The satisfaction of these pre-conditions requires two, basic approaches – production for local consumption and for export.
A. Production for Local Consumption
1. Organized, local production discourages, reduces and, eventually, eliminates Liberia’s dependence on imports. Local production of food – rice (our staple), cooking oil, sugar; orange, pineapple, tomato juices, etc; coffee, cocoa, mineral water, poultry products, cumber, leaf lettuce, plantain, banana, fish & fish-farming, cassava, yams, pawpaw, plums, etc., etc.

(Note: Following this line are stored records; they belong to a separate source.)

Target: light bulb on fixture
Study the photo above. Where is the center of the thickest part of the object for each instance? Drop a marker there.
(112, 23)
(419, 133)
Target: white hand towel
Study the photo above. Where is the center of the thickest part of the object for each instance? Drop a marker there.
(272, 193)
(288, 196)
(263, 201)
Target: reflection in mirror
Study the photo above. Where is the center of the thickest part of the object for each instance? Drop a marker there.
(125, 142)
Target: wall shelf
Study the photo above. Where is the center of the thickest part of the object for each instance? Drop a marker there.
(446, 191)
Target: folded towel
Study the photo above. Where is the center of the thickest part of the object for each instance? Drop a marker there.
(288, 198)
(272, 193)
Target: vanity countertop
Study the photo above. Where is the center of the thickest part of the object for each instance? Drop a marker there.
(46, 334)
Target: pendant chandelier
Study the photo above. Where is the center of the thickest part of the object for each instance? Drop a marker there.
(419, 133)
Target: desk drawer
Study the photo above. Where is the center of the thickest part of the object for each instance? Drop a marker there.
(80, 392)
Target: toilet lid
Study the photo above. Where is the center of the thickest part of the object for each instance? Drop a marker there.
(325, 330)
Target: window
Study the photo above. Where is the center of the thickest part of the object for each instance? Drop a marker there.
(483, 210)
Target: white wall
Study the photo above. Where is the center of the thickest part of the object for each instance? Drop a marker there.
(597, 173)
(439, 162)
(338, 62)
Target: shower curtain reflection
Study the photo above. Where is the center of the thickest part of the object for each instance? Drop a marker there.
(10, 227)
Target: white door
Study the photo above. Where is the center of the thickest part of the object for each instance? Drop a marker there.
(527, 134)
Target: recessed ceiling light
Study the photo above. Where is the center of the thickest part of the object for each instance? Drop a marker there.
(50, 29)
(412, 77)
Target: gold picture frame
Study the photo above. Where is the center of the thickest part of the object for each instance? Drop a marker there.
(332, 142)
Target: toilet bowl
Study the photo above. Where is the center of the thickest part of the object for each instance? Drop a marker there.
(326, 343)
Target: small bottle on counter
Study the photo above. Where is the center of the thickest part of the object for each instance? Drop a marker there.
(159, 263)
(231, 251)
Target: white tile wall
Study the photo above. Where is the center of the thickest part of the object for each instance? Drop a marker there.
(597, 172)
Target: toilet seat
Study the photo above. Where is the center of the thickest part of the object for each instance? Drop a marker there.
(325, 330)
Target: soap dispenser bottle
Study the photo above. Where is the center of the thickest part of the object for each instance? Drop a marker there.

2. Other products for local consumption include Liberian clothes, furniture (made here by Liberians with Liberian wood), trained/experienced talent – vocational, academic/intellectual – scientific, technological, IT, for example.
B. Organized Production for Export
1. For export – all tropical products – plantain, banana, rice, palm oil, Pineapples; pineapple, orange, tomato juices, etc.; coffee, cocoa, cassava, yams, cucumber, timber, rubber, furniture, including iron ore, oil, gold, diamond, etc., etc. Why not manufacture tires from our rubber and steel products from iron ore that we produce?
The realization of points A and B above depend upon the necessary, enabling, infrastructure – all-weather roads/highways – for organization/establishment of organizations/enterprises for productions of Liberian goods and services. This requires priority, public policy diligently developed and implemented.
These are examples of Liberian, organized production for local consumption and the export trade, necessary to discourage, reduce and, eventually, eliminate our dependence on imports.
In the absence of these examples – organized production for local consumption and the export trade – Liberia’s foreign exchange rate will continue to depreciate, the nation’s Terms of Trade will continue to deteriorate due Liberia’s increasing demand for imports, according to CBL Executive Governor, “since the beginning of 2013 the exchange rate has come under pressure with a depreciation of more than 8% due largely to 17% deterioration in Liberia’s Terms of Trade and increased demand on (or for) imports” (New Democrat, December 9, 2013).